There are protocols which use exactly the same serial port signal lines to perform what might be more strictly termed a handshake. For example, in half duplex operation it is common for the computer (or other DTE - data termination equipment) to make a request to transmit by raising the RTS line. The modem (DCE - data communication equipment) then sets the telephone line in the condition for transmission and when it is ready raises the CTS (clear-to-send) line in response. When transmission is completed, the DTE drops RTS, the DCE stops transmission on to the 'phone line and drops CTS to indicate that a new cycle may be begun.

This is not the type of handshake being considered here.

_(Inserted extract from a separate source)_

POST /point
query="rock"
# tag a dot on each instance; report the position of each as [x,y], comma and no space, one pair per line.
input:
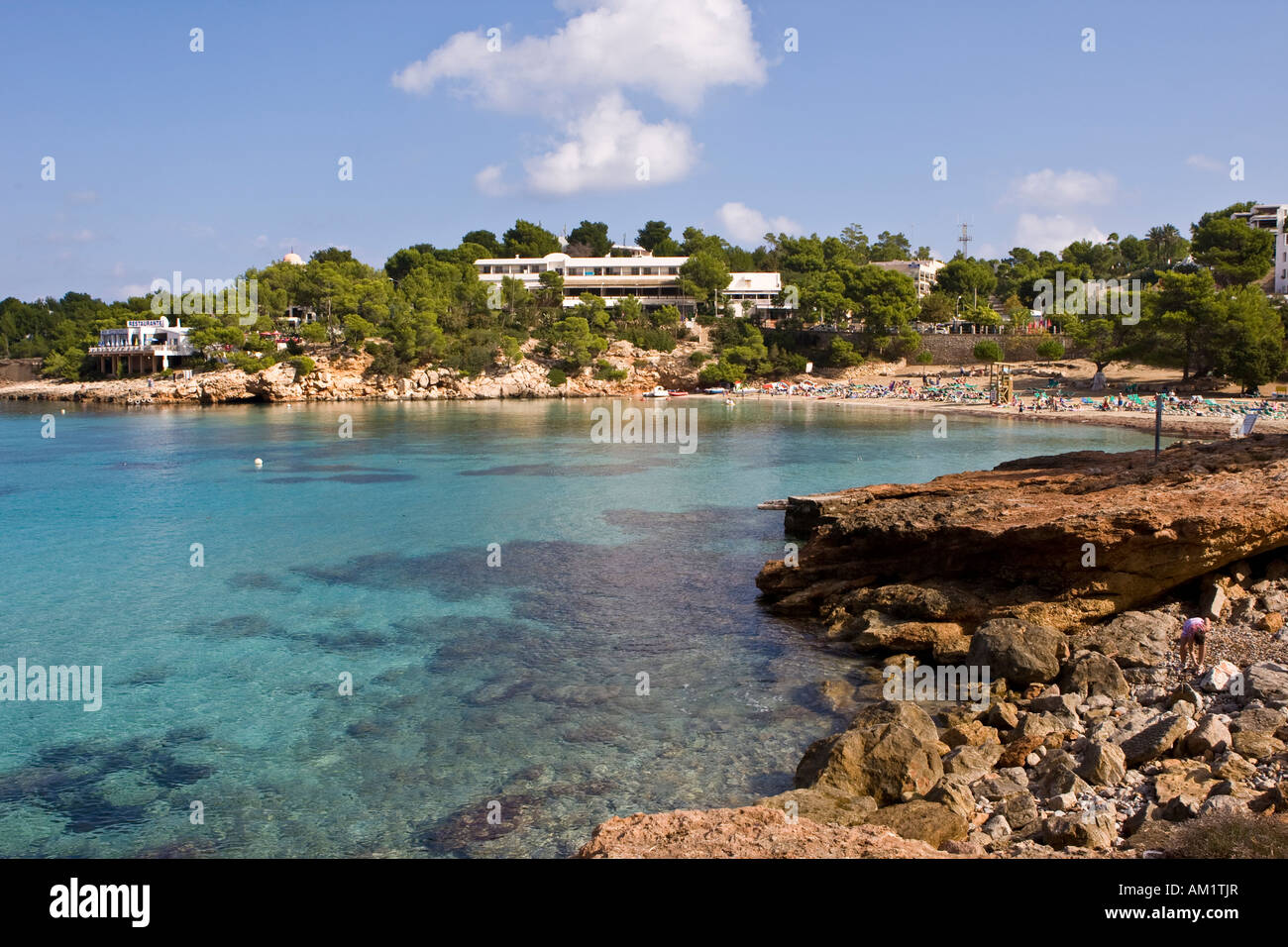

Instead, we are talking about the use of an output line from the receiver of a communication stream to the transmitter used to indicate to the transmitter when it should or should not send further characters. The indication that the transmitter should not send further characters is set when the receiver's input buffer is sufficiently close to full that if many more characters were sent there would be a danger that some might be lost because there was no buffer space to store them.

Specifically, we are considering the handshaking signals output by the computer to control the flow of characters from a device which is sending to it. There are two basic methods of doing this: use of separate serial port lines for the purpose, called hardware handshaking, or sending separate characters in the opposite direction (typically XOFF and XON), called software handshaking. We'll concentrate on hardware handshaking.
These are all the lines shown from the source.